Parts load on one of two paths, selected by a threshold on part count:
- **Eager.** For a small number of parts, opening the table
parallel-fetches every part up front and exposes the flat union of
their entries. This is the path the flat-iteration query APIs use.
- **Lazy.** Above the threshold, parts are left unloaded and fetched
on first access, so opening a large table does not pull every part
into memory. Coalesced loading ensures concurrent readers of a cold
part share a single fetch.
## Commit pipeline
A commit turns staged record batches into new superfiles and a new
manifest. It runs in the following stages:
- **Stage.** Appended record batches accumulate in a write buffer.
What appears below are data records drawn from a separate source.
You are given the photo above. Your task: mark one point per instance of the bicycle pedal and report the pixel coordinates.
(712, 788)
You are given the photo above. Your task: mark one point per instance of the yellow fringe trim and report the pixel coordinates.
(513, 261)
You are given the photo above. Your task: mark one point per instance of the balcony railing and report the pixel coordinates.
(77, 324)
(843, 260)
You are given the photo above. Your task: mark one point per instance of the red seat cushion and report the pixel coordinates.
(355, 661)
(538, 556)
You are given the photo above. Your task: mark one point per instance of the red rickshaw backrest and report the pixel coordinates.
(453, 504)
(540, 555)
A
commit consumes the current buffer; a size threshold can also trigger
a commit automatically to bound the buffer's footprint.
- **Shard.** The buffered rows are partitioned into balanced shards so
that superfile builds run in parallel, independent of how the caller
batched its appends.
- **Build.** Each shard is built into one superfile, including its
full-text and vector indexes, on a worker pool.
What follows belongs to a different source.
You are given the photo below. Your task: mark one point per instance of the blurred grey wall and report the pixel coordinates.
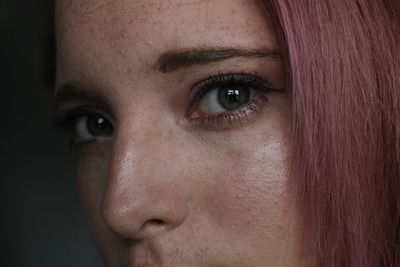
(42, 224)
- **Summarize.** Each new superfile's manifest entry is derived — row
range, scalar statistics, and the full-text and vector summaries.
- **Publish.** The superfile bytes are written to the storage backend and
a successor manifest containing the existing and new entries is
published atomically.
## Storage
Superfile files are stored as ordinary Parquet files. The manifest is a
catalog over those files; it does not change the superfile format. Any
Parquet reader can open an individual superfile file and read its
columnar data directly, ignoring the embedded indexes.
For persistent tables, the storage backend holds three things: the
superfile files, the manifest, and a pointer to the current manifest.
Publishing a commit writes the new superfiles and manifest first, then
swings the pointer in a single atomic step, so a reader resolving the
pointer always lands on a complete manifest. When multiple processes
write the same table, the pointer update is guarded so that a writer
working from a stale manifest cannot silently overwrite another
writer's commit: a conflicting publish is retried with backoff,
refreshing from the current manifest and rebuilding on top, up to a
bounded number of attempts before the commit surfaces a contention
error.
Superfile uploads adapt to size. Below a configurable threshold a
superfile is written in a single put; at or above it the upload is split
into fixed-size chunks driven in parallel, which lowers peak memory
during the write and limits the cost of a transient backend failure
mid-upload.
Range reads are exact-or-error. A read for a byte range yields exactly
that many bytes or a typed error — a reader never sees a silently short
buffer. Recovering from transient backend truncation or connection
flakiness sits beneath this contract, in the storage layer.
Readers may verify the superfile's embedded checksums when opening it.
This is on by default and can be turned off when the underlying
storage already guarantees integrity (a content-addressed object
store, a checksumming filesystem), trading that guarantee for faster
cold opens.
## Disk cache
When a table is backed by remote storage, an optional disk cache keeps
hot superfiles local. A cold query is served from remote byte ranges
while the full superfile is fetched in the background; once a superfile is
resident it is served from a local memory-mapped file. The cache tracks
residency per superfile and is bounded by a configurable budget, evicting
cold superfiles when the budget is reached.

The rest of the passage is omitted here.